If you know that today’s conservatives often draw inspiration from Edmund Burke and that today’s progressives trace many of their ideas to Thomas Paine, you might expect a book about the philosophical disagreement between Burke and Paine to break down into familiar conservative vs. liberal arguments.
You’ll be surprised then — pleasantly, if this reader’s reaction is any indication — that Yuval Levin‘s book on Burke, Paine, “and the birth of right and left,” The Great Debate, avoids that trap. Levin reminds us what Burke and Paine actually said during their influential periods on the world stage in the late 18th century. A conservative with a libertarian streak will find Paine’s focus on individual freedom appealing, while a liberal reader is likely to appreciate Burke’s interest in pursuing societal goals.
Because neither Burke nor Paine fit into stereotypical 21st-century characterizations of right and left, and Levin doesn’t try to force them into those stereotypes, it seems likely that a thoughtful reader will ask himself, “Why do I consider myself more a Burke man than a Paine man?” or vice versa.

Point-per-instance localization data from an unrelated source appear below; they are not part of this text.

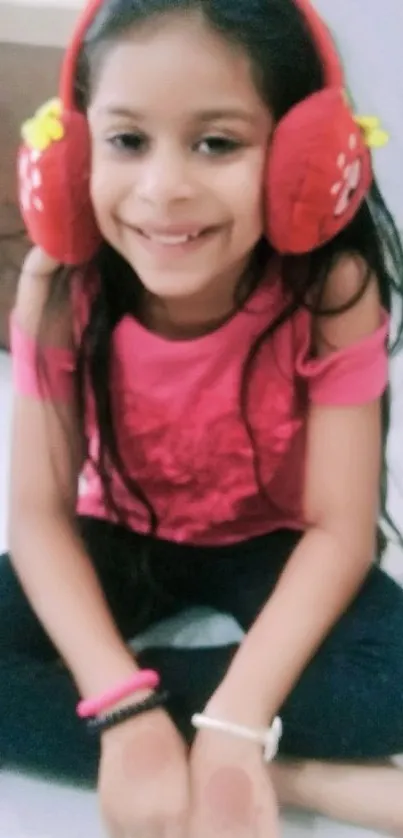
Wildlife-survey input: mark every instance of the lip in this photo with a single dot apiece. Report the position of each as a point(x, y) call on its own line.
point(185, 238)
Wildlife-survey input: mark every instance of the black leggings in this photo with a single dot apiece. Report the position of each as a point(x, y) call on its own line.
point(348, 704)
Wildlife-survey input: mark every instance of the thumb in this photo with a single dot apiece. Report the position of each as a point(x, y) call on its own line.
point(39, 263)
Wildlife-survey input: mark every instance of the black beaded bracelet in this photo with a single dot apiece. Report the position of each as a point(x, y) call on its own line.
point(99, 724)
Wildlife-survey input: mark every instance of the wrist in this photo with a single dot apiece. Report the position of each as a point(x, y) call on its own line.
point(105, 672)
point(241, 703)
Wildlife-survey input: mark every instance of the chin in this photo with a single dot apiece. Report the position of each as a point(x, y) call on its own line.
point(171, 286)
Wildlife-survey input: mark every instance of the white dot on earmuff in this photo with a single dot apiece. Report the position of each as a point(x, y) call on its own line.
point(352, 142)
point(341, 161)
point(23, 166)
point(336, 188)
point(25, 199)
point(38, 203)
point(36, 179)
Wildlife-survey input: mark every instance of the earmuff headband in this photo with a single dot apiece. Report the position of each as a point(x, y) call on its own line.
point(332, 66)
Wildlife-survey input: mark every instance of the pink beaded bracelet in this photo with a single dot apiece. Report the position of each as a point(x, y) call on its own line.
point(146, 679)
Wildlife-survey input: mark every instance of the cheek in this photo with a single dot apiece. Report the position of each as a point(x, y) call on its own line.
point(105, 185)
point(247, 187)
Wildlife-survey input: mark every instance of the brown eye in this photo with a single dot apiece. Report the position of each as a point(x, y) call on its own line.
point(129, 142)
point(215, 146)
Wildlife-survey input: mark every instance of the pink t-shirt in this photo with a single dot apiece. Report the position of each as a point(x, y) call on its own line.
point(180, 427)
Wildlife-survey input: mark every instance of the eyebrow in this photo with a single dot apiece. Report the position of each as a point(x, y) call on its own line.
point(212, 115)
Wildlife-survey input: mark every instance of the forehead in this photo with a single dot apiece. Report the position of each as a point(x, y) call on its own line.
point(175, 62)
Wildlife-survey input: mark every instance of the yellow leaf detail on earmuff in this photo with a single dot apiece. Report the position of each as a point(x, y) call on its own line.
point(45, 127)
point(374, 135)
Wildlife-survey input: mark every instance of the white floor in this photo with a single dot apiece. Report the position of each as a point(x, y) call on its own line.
point(34, 809)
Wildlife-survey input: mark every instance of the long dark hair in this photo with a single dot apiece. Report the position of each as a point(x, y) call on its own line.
point(287, 69)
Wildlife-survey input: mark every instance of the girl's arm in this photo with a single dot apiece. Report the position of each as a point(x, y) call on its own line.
point(47, 553)
point(333, 557)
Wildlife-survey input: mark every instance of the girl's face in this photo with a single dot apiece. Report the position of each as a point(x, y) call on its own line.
point(179, 140)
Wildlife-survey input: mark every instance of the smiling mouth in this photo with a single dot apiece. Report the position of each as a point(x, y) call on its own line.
point(174, 239)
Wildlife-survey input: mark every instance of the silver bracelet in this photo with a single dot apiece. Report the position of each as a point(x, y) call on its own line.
point(269, 737)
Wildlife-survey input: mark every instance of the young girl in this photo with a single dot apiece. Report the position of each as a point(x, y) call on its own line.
point(203, 341)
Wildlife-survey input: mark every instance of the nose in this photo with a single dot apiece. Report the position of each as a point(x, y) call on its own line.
point(165, 177)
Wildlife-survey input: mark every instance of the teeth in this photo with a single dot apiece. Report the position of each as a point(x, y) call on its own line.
point(171, 239)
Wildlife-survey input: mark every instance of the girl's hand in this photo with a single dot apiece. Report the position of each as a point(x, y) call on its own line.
point(143, 779)
point(38, 263)
point(231, 792)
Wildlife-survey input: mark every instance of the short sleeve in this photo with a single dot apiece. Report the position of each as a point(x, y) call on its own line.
point(354, 375)
point(58, 365)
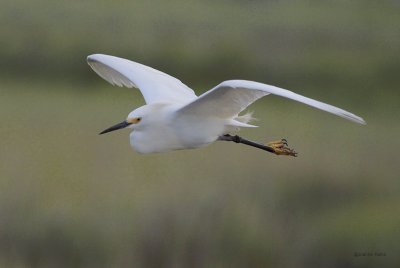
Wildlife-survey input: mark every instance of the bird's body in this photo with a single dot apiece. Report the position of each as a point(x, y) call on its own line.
point(175, 118)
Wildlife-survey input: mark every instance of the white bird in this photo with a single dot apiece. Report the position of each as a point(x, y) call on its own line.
point(175, 118)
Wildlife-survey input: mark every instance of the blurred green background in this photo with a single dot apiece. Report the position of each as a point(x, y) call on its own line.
point(72, 198)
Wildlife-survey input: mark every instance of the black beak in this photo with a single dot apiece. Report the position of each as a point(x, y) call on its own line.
point(123, 124)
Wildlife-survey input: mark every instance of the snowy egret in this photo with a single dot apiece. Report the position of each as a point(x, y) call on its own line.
point(175, 118)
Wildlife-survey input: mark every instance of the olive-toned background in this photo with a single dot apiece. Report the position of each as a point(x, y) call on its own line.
point(72, 198)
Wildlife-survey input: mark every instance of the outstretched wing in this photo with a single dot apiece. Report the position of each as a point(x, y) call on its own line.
point(231, 97)
point(155, 86)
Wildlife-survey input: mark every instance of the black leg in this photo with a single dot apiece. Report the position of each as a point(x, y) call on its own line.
point(281, 149)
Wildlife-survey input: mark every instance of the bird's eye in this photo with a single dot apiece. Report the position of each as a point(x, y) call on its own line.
point(134, 120)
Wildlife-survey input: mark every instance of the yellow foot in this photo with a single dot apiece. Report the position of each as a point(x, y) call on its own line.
point(280, 148)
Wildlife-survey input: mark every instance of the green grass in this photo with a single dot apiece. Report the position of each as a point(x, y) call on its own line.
point(73, 198)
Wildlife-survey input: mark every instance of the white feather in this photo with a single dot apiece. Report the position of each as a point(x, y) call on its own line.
point(155, 86)
point(231, 97)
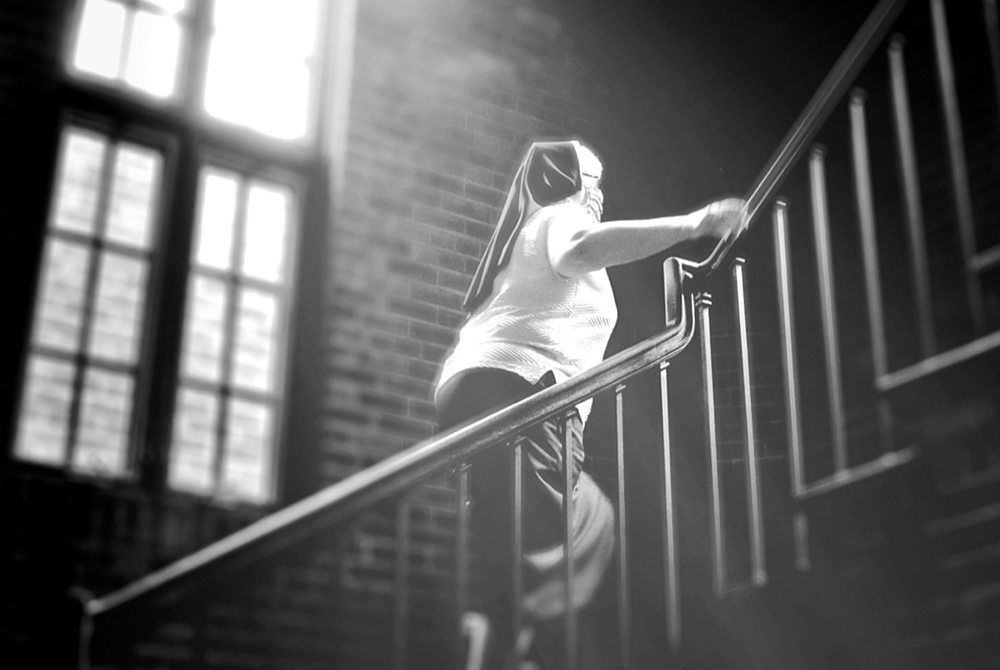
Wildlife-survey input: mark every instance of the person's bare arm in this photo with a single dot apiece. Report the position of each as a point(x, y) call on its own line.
point(575, 250)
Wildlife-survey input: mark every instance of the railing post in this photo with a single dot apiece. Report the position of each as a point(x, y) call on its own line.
point(907, 161)
point(517, 542)
point(79, 628)
point(461, 557)
point(869, 251)
point(957, 166)
point(671, 594)
point(624, 608)
point(828, 304)
point(758, 569)
point(703, 303)
point(789, 352)
point(571, 627)
point(401, 607)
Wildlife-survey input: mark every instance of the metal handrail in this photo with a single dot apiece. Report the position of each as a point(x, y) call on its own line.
point(807, 125)
point(407, 468)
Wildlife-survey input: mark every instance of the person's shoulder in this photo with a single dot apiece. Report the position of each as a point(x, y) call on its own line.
point(566, 210)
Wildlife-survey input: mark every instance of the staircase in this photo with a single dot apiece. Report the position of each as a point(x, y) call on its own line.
point(848, 510)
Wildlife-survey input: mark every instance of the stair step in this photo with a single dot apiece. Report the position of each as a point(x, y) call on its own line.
point(969, 530)
point(970, 569)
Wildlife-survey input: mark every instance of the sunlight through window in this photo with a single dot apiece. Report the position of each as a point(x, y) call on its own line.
point(137, 43)
point(76, 407)
point(259, 67)
point(224, 425)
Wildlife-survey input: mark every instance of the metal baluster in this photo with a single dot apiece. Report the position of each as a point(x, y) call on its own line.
point(571, 628)
point(869, 252)
point(624, 609)
point(703, 304)
point(957, 166)
point(517, 543)
point(821, 228)
point(461, 557)
point(758, 569)
point(671, 594)
point(800, 525)
point(907, 157)
point(788, 349)
point(401, 608)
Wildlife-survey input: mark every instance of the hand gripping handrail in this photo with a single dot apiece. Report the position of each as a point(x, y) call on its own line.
point(407, 468)
point(803, 131)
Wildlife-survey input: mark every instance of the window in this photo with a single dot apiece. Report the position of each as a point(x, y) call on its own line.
point(83, 365)
point(260, 64)
point(166, 232)
point(260, 70)
point(136, 43)
point(236, 303)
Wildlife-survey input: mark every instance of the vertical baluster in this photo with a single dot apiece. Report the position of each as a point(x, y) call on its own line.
point(801, 530)
point(671, 594)
point(907, 160)
point(758, 569)
point(957, 166)
point(281, 577)
point(993, 37)
point(703, 304)
point(571, 643)
point(789, 352)
point(517, 542)
point(828, 304)
point(401, 608)
point(869, 252)
point(624, 609)
point(461, 557)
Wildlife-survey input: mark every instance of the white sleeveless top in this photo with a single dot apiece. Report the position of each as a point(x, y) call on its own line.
point(537, 320)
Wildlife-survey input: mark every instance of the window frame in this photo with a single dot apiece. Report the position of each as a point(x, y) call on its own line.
point(188, 100)
point(248, 170)
point(188, 139)
point(115, 133)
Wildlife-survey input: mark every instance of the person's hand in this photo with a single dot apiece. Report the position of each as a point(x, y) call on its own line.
point(723, 218)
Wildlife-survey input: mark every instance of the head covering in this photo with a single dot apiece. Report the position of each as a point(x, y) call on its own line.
point(548, 173)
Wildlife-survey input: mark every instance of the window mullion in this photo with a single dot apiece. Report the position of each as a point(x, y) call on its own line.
point(200, 37)
point(229, 334)
point(89, 297)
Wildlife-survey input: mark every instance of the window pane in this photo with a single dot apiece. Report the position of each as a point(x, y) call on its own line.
point(44, 423)
point(266, 227)
point(59, 311)
point(118, 308)
point(78, 183)
point(105, 410)
point(192, 453)
point(253, 364)
point(152, 53)
point(217, 212)
point(102, 29)
point(258, 74)
point(205, 327)
point(133, 194)
point(247, 460)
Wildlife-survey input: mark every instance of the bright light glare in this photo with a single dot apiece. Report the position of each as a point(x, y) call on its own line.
point(153, 51)
point(169, 6)
point(98, 50)
point(215, 219)
point(258, 73)
point(263, 250)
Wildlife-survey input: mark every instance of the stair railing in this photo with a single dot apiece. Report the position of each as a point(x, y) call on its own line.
point(687, 311)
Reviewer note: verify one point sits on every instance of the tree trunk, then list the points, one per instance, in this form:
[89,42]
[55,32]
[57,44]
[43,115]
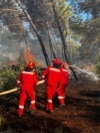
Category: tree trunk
[63,39]
[35,30]
[50,40]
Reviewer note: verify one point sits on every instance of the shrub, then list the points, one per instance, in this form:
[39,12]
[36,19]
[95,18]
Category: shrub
[8,77]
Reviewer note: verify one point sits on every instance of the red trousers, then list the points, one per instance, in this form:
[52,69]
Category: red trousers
[24,94]
[50,92]
[61,93]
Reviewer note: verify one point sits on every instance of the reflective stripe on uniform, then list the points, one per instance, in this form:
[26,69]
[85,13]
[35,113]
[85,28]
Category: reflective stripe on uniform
[21,106]
[61,97]
[49,101]
[18,81]
[33,101]
[53,69]
[24,72]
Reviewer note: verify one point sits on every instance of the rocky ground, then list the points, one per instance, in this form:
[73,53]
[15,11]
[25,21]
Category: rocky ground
[80,115]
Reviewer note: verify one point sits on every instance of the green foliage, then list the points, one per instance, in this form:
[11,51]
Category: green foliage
[98,64]
[8,77]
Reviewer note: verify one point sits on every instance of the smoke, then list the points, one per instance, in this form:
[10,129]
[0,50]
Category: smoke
[10,46]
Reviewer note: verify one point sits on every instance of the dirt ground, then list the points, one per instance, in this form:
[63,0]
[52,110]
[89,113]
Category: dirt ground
[80,115]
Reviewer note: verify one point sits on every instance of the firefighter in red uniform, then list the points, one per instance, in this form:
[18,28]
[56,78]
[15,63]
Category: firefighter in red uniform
[63,84]
[52,76]
[27,81]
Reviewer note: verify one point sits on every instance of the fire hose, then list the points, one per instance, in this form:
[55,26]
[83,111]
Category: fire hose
[16,89]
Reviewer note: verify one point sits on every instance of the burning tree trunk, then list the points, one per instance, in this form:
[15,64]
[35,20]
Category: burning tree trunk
[35,30]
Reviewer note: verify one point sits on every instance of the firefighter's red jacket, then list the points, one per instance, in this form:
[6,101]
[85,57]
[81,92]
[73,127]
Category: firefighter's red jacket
[52,75]
[27,80]
[64,76]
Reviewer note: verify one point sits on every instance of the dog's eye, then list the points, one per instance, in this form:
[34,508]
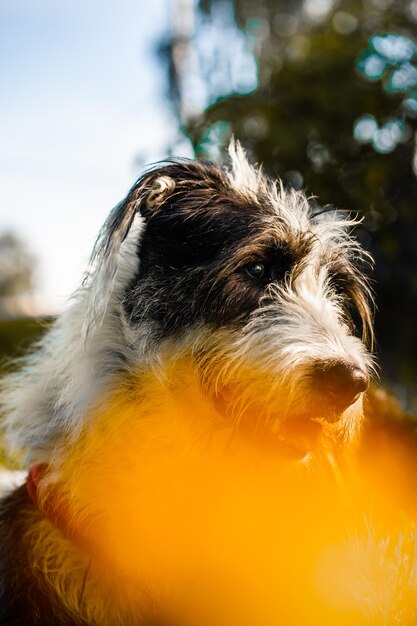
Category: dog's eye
[256,270]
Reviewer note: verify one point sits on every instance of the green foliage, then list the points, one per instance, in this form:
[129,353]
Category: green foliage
[335,112]
[16,336]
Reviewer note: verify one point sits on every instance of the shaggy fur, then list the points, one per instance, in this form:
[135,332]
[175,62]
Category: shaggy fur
[215,302]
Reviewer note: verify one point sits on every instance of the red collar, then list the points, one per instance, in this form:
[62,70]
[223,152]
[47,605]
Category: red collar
[54,507]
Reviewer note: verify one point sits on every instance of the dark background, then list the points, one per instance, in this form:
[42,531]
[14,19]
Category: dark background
[325,97]
[334,111]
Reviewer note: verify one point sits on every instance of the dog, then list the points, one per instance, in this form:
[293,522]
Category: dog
[220,318]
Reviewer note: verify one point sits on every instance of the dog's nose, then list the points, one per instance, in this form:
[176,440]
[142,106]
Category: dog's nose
[340,382]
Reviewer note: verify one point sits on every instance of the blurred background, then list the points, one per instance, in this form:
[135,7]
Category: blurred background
[322,92]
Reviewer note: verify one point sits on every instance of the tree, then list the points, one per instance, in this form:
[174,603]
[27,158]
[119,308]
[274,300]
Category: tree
[16,267]
[333,110]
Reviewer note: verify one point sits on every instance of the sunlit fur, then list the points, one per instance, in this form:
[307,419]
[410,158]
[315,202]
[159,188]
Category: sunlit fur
[137,390]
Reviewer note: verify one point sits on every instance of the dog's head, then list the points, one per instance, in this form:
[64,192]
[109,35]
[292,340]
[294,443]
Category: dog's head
[265,298]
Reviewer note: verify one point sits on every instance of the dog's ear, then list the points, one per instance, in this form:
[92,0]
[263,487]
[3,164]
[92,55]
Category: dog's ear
[115,250]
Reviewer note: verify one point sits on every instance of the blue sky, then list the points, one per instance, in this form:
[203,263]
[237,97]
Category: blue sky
[82,98]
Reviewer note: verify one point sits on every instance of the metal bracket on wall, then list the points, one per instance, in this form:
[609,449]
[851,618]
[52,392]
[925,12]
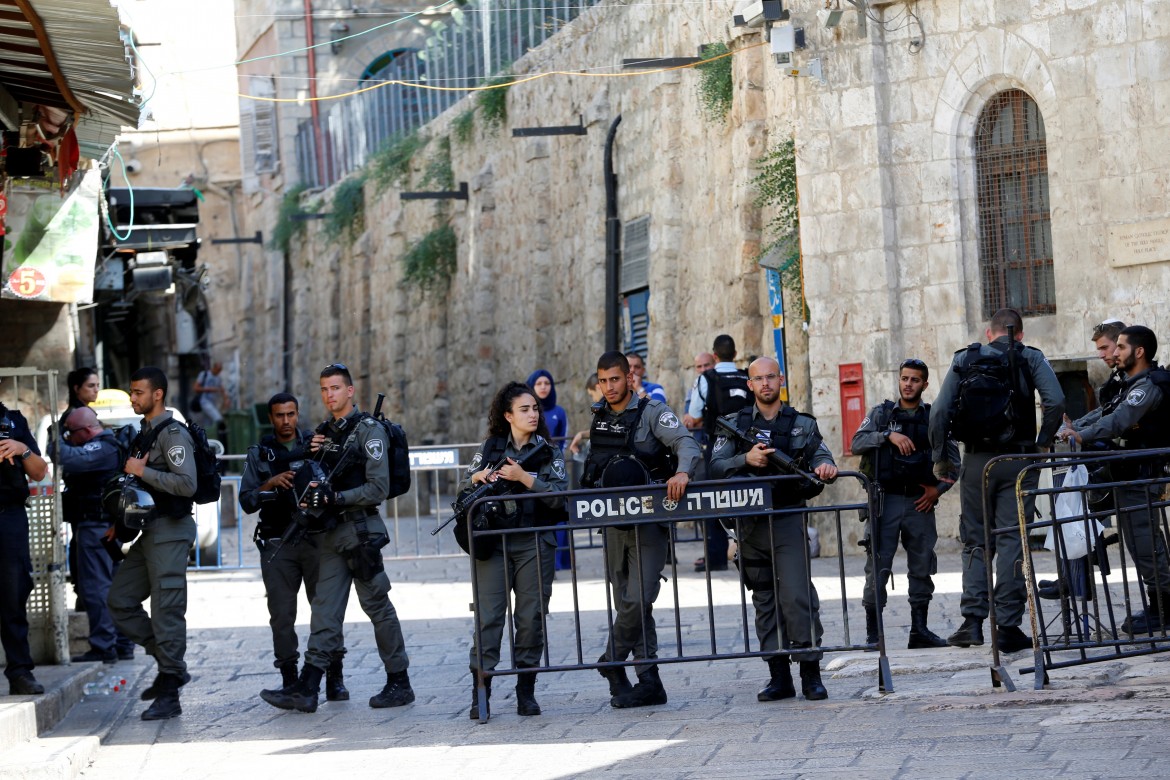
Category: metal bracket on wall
[256,239]
[556,130]
[442,194]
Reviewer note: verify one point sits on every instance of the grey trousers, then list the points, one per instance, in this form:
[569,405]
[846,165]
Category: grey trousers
[1010,588]
[156,568]
[634,560]
[787,614]
[334,581]
[516,572]
[919,536]
[291,566]
[1143,536]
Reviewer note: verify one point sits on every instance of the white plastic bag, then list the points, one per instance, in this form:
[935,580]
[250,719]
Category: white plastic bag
[1071,504]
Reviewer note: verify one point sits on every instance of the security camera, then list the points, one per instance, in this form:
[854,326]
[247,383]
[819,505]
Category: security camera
[830,18]
[755,13]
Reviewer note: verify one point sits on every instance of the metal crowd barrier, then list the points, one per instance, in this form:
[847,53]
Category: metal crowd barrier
[1094,589]
[572,648]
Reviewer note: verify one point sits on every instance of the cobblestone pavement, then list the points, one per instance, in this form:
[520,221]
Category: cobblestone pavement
[943,720]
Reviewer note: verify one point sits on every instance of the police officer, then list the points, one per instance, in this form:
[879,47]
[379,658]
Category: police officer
[718,391]
[20,461]
[267,488]
[1140,419]
[89,457]
[1027,373]
[633,442]
[894,444]
[773,556]
[352,448]
[516,426]
[156,566]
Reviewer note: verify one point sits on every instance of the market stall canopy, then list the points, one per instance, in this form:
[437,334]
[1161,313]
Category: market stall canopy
[71,55]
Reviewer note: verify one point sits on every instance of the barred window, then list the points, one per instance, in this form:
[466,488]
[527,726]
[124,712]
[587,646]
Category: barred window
[1011,161]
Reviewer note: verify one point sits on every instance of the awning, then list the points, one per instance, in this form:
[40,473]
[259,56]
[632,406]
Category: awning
[70,54]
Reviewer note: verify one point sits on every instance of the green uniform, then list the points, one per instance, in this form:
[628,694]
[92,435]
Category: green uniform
[369,467]
[527,568]
[156,567]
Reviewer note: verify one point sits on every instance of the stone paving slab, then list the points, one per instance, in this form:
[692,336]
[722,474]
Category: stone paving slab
[943,720]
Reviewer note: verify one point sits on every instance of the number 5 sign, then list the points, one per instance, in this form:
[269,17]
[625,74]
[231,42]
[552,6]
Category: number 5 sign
[27,282]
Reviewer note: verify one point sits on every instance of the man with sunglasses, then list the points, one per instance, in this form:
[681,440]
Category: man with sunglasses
[773,554]
[89,456]
[894,444]
[1029,374]
[353,451]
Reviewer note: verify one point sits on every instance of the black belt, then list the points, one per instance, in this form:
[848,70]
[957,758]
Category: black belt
[1002,449]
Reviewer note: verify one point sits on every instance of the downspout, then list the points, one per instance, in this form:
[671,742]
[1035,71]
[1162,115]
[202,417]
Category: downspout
[317,140]
[612,242]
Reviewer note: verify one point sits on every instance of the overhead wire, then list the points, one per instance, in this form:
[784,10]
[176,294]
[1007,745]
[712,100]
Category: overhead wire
[503,84]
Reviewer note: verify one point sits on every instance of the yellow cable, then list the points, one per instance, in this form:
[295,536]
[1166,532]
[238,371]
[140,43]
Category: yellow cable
[513,82]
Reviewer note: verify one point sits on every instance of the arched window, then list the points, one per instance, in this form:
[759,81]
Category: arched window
[1011,161]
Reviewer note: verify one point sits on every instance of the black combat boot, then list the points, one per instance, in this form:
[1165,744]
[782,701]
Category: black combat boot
[475,694]
[301,697]
[779,687]
[969,634]
[871,625]
[525,694]
[810,681]
[166,698]
[920,635]
[152,690]
[397,692]
[648,691]
[335,682]
[617,677]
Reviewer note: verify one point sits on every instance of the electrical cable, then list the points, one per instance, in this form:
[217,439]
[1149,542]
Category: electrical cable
[109,222]
[513,81]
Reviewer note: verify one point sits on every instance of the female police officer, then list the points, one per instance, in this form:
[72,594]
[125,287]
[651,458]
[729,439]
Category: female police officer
[522,563]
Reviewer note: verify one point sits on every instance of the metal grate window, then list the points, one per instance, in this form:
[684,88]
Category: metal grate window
[1011,161]
[635,255]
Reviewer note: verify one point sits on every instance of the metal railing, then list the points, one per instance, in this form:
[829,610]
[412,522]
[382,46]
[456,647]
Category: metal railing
[573,646]
[477,41]
[1096,598]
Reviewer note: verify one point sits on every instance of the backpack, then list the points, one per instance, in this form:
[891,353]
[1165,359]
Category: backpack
[727,393]
[989,398]
[399,455]
[207,466]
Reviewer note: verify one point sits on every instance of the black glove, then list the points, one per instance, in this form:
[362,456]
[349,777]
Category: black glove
[322,497]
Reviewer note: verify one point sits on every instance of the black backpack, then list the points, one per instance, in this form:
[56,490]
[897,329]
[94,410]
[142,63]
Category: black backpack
[399,454]
[990,395]
[207,466]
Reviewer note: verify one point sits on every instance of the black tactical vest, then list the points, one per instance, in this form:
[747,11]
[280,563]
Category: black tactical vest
[82,497]
[897,471]
[611,437]
[276,458]
[725,394]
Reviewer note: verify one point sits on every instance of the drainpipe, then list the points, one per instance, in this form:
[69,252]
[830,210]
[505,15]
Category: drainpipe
[317,140]
[612,242]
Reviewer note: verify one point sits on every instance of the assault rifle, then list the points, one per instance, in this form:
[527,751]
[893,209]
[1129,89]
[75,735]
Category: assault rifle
[782,461]
[463,501]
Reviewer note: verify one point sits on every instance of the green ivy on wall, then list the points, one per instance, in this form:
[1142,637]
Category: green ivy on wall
[716,87]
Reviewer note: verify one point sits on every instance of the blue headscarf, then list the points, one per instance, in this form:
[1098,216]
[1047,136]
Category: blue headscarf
[546,404]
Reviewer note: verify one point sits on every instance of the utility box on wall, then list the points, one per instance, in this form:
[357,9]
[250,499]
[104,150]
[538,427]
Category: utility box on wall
[853,401]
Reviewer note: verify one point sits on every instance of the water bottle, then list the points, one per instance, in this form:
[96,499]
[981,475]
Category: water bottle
[105,687]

Near the end of the book, Levin offers a useful summary of the debate.
By considering the arguments as each man first made them, and not as assorted partisans across two centuries have sought to use them, we can see how the worldviews Burke and Paine laid out still describe two broad and fundamental dispositions toward political life and political change in our liberal age.
The tension between those two dispositions comes down to some very basic questions: Should our society be made to answer the demands of stark and abstract commitments to ideals like social equality or to the patterns of its own concrete political traditions and foundations? Should the citizen’s relationship to his society be defined above all by the individual right of free choice or by a web of obligations and conventions not entirely of our own choosing? Are great public problems best addressed through institutions designed to apply the explicit technical knowledge of experts or by those designed to channel the implicit social knowledge of the community? Should we see each of our society’s failings as one large problem to be solved by comprehensive transformation or as a set of discrete imperfections to be addressed by building on what works tolerably well to address what does not? What authority should the character of the given world exercise over our sense of what we would like it to be?
These questions build on one another, and step by subtle step, they add up to quite distinct ways of thinking about politics. Every person looks upon his country and sees a mix of good things and bad. But which strike us more powerfully? In confronting the society around us, are we first grateful for what works well about it and moved to reinforce and build on that, or are we first outraged by what works poorly and moved to uproot and transform it?